Crime de lèse-majesté en Thaïlande«La loi n’est pas un fax envoyé par Dieu, les gens peuvent la changer»
Le principal parti d’opposition thaïlandais a été sommé par la justice de renoncer à réformer la loi de lèse-majesté, qui protège la monarchie.
La justice thaïlandaise a ordonné, mercredi, au principal parti d’opposition, de renoncer à réformer la loi de lèse-majesté, un texte jugé trop sévère et hors de contrôle par le mouvement pro-démocratie qui divise le pays.
La Cour constitutionnelle a jugé que Move Forward devait «abandonner immédiatement» sa mesure phare d’abroger la loi sur la diffamation royale, qui protège le monarque Maha Vajiralongkorn et sa famille. Un tel programme dénote «une intention de séparer la monarchie de la nation thaïlandaise, ce qui est très dangereux pour la sécurité de l’Etat», ont développé les juges. «Il y a des interdictions dans l’exercice des droits et des libertés qui affectent la sécurité et la paix du pays, l’ordre de l’Etat et les bonnes mœurs», ont-ils poursuivi.

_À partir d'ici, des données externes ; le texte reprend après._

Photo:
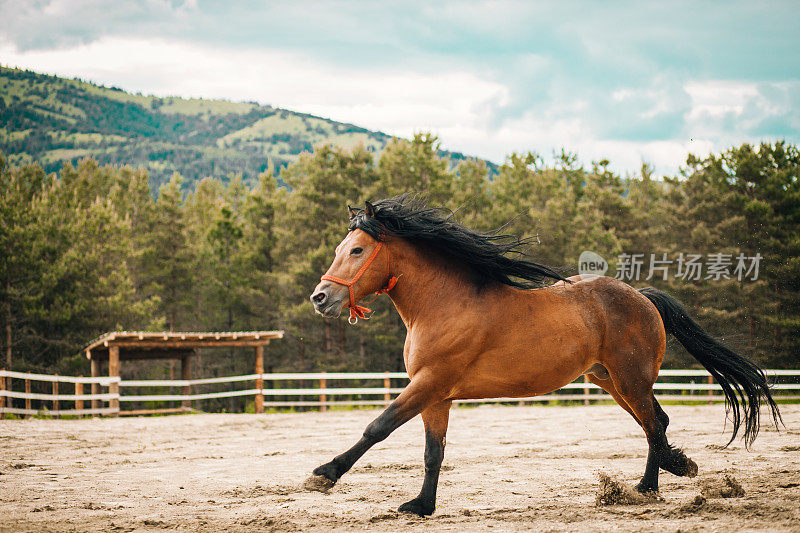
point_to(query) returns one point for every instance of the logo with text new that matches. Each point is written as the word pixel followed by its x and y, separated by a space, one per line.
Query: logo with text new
pixel 592 263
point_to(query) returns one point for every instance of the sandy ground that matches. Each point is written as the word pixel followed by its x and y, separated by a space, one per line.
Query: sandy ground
pixel 506 469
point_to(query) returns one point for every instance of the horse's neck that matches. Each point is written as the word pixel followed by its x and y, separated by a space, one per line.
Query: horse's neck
pixel 426 282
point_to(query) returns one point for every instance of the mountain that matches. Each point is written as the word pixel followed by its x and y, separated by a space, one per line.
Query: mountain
pixel 53 120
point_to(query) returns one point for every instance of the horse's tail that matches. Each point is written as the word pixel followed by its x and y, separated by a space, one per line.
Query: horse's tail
pixel 743 382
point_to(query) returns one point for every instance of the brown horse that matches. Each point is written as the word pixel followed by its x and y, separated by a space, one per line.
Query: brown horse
pixel 481 325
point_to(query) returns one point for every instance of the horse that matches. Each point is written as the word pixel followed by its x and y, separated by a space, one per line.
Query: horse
pixel 482 323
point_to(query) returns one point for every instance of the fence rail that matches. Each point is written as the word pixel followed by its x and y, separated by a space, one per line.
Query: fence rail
pixel 699 388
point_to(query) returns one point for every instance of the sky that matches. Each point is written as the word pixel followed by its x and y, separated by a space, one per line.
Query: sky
pixel 632 82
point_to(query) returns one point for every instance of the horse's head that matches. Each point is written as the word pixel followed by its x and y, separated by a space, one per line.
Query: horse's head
pixel 361 267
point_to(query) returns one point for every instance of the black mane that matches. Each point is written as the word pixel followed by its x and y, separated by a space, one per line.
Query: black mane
pixel 493 257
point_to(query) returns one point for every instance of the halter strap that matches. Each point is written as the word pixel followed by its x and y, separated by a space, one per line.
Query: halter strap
pixel 358 311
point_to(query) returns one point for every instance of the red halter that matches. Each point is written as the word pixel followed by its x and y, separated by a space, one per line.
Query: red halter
pixel 358 311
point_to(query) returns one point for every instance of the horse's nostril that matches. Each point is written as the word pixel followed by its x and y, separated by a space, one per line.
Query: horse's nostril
pixel 319 297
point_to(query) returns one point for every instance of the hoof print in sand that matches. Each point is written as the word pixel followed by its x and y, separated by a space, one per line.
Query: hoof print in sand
pixel 318 484
pixel 613 492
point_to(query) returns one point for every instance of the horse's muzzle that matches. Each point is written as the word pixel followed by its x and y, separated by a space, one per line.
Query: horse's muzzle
pixel 326 302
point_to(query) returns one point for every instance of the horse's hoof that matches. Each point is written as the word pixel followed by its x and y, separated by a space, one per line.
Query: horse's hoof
pixel 417 507
pixel 317 483
pixel 676 462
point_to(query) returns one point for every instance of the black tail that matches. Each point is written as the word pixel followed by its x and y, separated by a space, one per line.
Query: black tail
pixel 743 382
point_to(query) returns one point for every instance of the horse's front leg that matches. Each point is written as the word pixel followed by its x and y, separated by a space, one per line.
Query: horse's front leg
pixel 418 395
pixel 435 419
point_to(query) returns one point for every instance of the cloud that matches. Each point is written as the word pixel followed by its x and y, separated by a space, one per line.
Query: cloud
pixel 605 80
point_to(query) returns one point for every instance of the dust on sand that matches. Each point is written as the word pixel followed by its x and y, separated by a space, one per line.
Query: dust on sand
pixel 506 467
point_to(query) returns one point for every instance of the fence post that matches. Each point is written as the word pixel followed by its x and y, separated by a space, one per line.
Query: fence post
pixel 323 384
pixel 186 375
pixel 78 391
pixel 55 400
pixel 2 398
pixel 27 391
pixel 113 372
pixel 95 387
pixel 259 400
pixel 710 381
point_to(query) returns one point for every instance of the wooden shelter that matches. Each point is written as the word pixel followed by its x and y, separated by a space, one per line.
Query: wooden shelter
pixel 119 346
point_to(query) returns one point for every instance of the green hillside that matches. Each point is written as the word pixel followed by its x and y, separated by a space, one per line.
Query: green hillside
pixel 54 120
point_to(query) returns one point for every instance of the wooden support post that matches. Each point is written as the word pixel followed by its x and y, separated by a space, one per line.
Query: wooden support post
pixel 2 398
pixel 55 401
pixel 95 388
pixel 259 401
pixel 113 372
pixel 78 391
pixel 323 384
pixel 586 390
pixel 710 381
pixel 186 375
pixel 27 391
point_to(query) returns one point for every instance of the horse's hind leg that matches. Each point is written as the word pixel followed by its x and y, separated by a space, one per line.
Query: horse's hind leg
pixel 608 386
pixel 675 461
pixel 643 406
pixel 435 419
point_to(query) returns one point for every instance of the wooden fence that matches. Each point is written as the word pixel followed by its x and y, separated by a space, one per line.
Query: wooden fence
pixel 281 390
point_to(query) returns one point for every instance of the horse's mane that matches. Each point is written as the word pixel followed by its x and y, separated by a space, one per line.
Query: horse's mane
pixel 491 256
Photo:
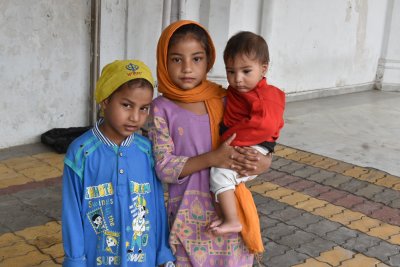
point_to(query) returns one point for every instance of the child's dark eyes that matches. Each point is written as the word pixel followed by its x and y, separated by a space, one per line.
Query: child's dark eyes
pixel 145 109
pixel 198 59
pixel 176 60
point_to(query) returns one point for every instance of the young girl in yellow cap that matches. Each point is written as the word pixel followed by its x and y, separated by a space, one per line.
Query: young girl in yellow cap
pixel 184 131
pixel 109 185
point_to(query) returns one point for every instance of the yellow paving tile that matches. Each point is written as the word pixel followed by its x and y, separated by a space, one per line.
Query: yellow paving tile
pixel 48 155
pixel 29 259
pixel 9 239
pixel 41 173
pixel 264 187
pixel 47 229
pixel 295 198
pixel 341 167
pixel 48 264
pixel 335 256
pixel 9 174
pixel 325 163
pixel 356 172
pixel 388 181
pixel 364 224
pixel 385 231
pixel 312 263
pixel 16 249
pixel 298 156
pixel 396 187
pixel 311 204
pixel 59 260
pixel 395 239
pixel 360 260
pixel 4 169
pixel 19 179
pixel 46 241
pixel 279 193
pixel 347 216
pixel 311 160
pixel 372 176
pixel 284 152
pixel 381 264
pixel 55 251
pixel 16 161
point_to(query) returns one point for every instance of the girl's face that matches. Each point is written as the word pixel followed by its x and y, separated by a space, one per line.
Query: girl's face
pixel 187 63
pixel 244 73
pixel 126 111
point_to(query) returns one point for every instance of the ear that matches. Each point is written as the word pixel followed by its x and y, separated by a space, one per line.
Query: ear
pixel 264 69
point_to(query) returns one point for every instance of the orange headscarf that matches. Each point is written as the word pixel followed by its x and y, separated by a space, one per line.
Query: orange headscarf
pixel 212 95
pixel 209 92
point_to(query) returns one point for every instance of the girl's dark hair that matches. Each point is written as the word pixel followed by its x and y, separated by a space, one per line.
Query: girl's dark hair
pixel 248 43
pixel 194 31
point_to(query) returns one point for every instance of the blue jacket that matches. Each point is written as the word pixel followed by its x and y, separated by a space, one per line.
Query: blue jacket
pixel 113 205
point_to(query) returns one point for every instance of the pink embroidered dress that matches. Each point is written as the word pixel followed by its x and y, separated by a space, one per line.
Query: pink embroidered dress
pixel 178 134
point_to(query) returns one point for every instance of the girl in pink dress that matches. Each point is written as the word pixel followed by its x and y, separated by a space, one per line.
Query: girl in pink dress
pixel 184 132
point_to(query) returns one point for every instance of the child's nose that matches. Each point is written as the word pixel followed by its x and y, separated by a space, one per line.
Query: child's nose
pixel 187 66
pixel 134 116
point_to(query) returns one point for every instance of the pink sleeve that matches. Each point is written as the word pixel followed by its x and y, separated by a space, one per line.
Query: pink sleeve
pixel 168 166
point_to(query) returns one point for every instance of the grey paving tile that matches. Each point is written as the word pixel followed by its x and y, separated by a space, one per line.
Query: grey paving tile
pixel 388 197
pixel 321 228
pixel 304 220
pixel 297 239
pixel 337 180
pixel 279 163
pixel 278 231
pixel 292 167
pixel 290 258
pixel 341 235
pixel 286 214
pixel 383 251
pixel 316 247
pixel 305 172
pixel 321 176
pixel 369 191
pixel 353 185
pixel 361 243
pixel 45 200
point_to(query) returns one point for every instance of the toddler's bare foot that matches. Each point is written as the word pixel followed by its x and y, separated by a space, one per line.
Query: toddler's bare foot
pixel 226 228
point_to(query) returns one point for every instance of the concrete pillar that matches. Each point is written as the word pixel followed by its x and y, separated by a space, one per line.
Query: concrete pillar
pixel 388 74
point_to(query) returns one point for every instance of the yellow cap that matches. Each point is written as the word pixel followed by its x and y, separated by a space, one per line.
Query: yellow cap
pixel 119 72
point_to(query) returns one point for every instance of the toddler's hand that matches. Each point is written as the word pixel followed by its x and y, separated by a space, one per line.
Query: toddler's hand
pixel 251 162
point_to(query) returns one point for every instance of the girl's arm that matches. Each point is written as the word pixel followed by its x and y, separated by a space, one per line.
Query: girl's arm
pixel 72 228
pixel 221 157
pixel 171 168
pixel 251 162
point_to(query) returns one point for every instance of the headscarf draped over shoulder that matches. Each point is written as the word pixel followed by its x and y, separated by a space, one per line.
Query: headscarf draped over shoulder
pixel 209 92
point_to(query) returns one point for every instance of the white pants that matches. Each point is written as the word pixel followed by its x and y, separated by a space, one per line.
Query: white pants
pixel 222 180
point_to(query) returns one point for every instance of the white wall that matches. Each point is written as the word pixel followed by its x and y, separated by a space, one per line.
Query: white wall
pixel 389 67
pixel 44 63
pixel 321 45
pixel 317 47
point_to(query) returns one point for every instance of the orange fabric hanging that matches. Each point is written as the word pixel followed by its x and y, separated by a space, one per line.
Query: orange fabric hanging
pixel 212 94
pixel 247 213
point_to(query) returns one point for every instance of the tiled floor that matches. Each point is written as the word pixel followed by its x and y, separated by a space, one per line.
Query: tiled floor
pixel 314 210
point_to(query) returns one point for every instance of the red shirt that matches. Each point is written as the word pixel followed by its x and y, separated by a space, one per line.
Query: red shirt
pixel 255 116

Vainqueur des élections législatives en avril dernier, Move Forward échappe à la dissolution mais garde une épée de Damoclès au-dessus de sa tête, en raison de ses prises de positions sur la monarchie jugées inconstitutionnelles. La percée de la formation réformiste réveille de vieilles divisions en Thaïlande, où le pouvoir reste aux mains des élites économiques et militaires attachées au roi, en dépit de l’aspiration au changement exprimé dans les urnes par les nouvelles générations.
Le parti incarné par Pita Limjaroenrat est le seul en Thaïlande à évoquer ouvertement une réforme de la loi de lèse-majesté. Son programme de rupture, qui plaide pour une refonte des institutions et la fin de certains monopoles, a attiré des millions d’électeurs, désireux de tourner la page d’une quasi-décennie sous domination militaire.
Mais ses adversaires, prétextant la dangerosité de Move Forward pour la monarchie, a réussi cet été à former une coalition hétéroclite pour les exclure du pouvoir. Move Forward faisait l’objet d’une plainte déposée par un avocat proche des milieux conservateurs, qui estime que cette mesure équivaut à vouloir renverser la monarchie.
Loi stricte
Les accusés ont dénoncé des poursuites politiques visant à entraver leur dynamique.
Aussi puissante que mystérieuse, la monarchie est protégée par l’une des législations contre la diffamation les plus strictes du monde. La réglementation de lèse-majesté, connue en Thaïlande comme l’article «112», a été détournée pour étouffer toute contestation dans la foulée des manifestations pro-démocratie de 2020 et 2021, ont indiqué des groupes de défense des droits humains.
Mi-janvier, un tribunal a condamné en appel un militant à 50 ans de prison pour une série de publications sur Facebook jugées diffamatoires envers le roi Maha Vajiralongkorn et sa famille, une peine record.
«La loi n’est pas un fax envoyé par Dieu. C’est un texte écrit par des mains humaines, donc les gens peuvent le changer», a rappelé mercredi Thanathorn Juangroongruangkit, une figure de l’opposition. Son parti, Future Forward, avait été dissous en 2020 par la Cour constitutionnelle, avant de renaître sous la bannière Move Forward. La décision des juges avait provoqué des manifestations massives réclamant une refonte en profondeur de la monarchie.
La semaine dernière, la Cour constitutionnelle a blanchi Pita Limjaroenrat et lui a permis de retrouver son siège de député, après une affaire de déclaration de patrimoine.